The RAU have recently undertaken some research for the Cotswolds Conservation Board to assess the feasibility of a cooperative grazing approach in the Cotswolds Scarp and High Wold areas. The appropriate management of grassland is essential for the formation and maintenance of important habitats, as well as for the preservation of productive capacity and cultural heritage.

Cotswolds Area of Outstanding National Beauty (AONB) provides a number of conservation and biodiversity benefits but this can be threatened by changes in grassland management and habitat fragmentation.

The project was led by Dr Rhiannon Fisher, Lecturer in Rural Land Use and Management, in partnership with the Countryside and Community Research Institute and with Graduate Trainee in Consultancy, Alice Hamilton-Webb as a Research Assistant.

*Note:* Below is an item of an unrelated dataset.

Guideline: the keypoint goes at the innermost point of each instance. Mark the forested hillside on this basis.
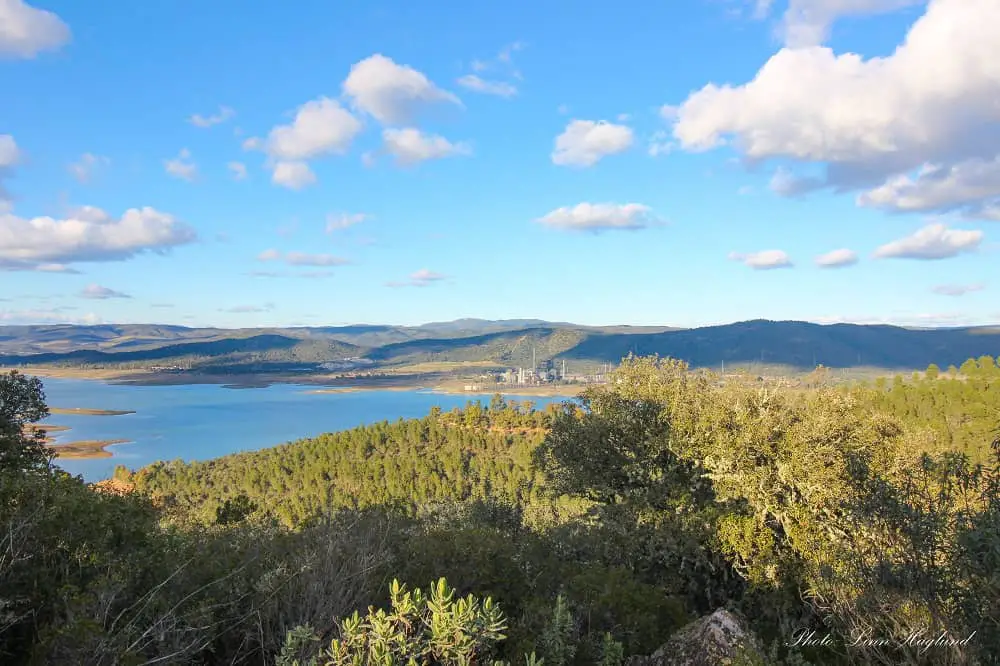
(483, 451)
(596, 530)
(787, 345)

It involved 28 telephone interviews with landowners and graziers to assess current nature of the grassland, management strategies, and to establish various socioeconomic factors associated with grazing across boundaries.

In order to develop a proposal for a pilot cooperative grazing scheme, a focus group was held and attended by some of the farmers. This was in order to further discuss views on grazing in the Cotswolds, and gain feedback and recommendations in relation to whether a business case can be made. The RAU recommended the implementation of a pilot scheme to establish uptake of recommended proposals among landowners and graziers, promoting the potential for the land value to be increased through better management. The approach could sustain the grazing of land, increase habitat connectivity and contribute to the capacity of England’s wildlife to cope with impacts of climate change through movement within their climate envelope.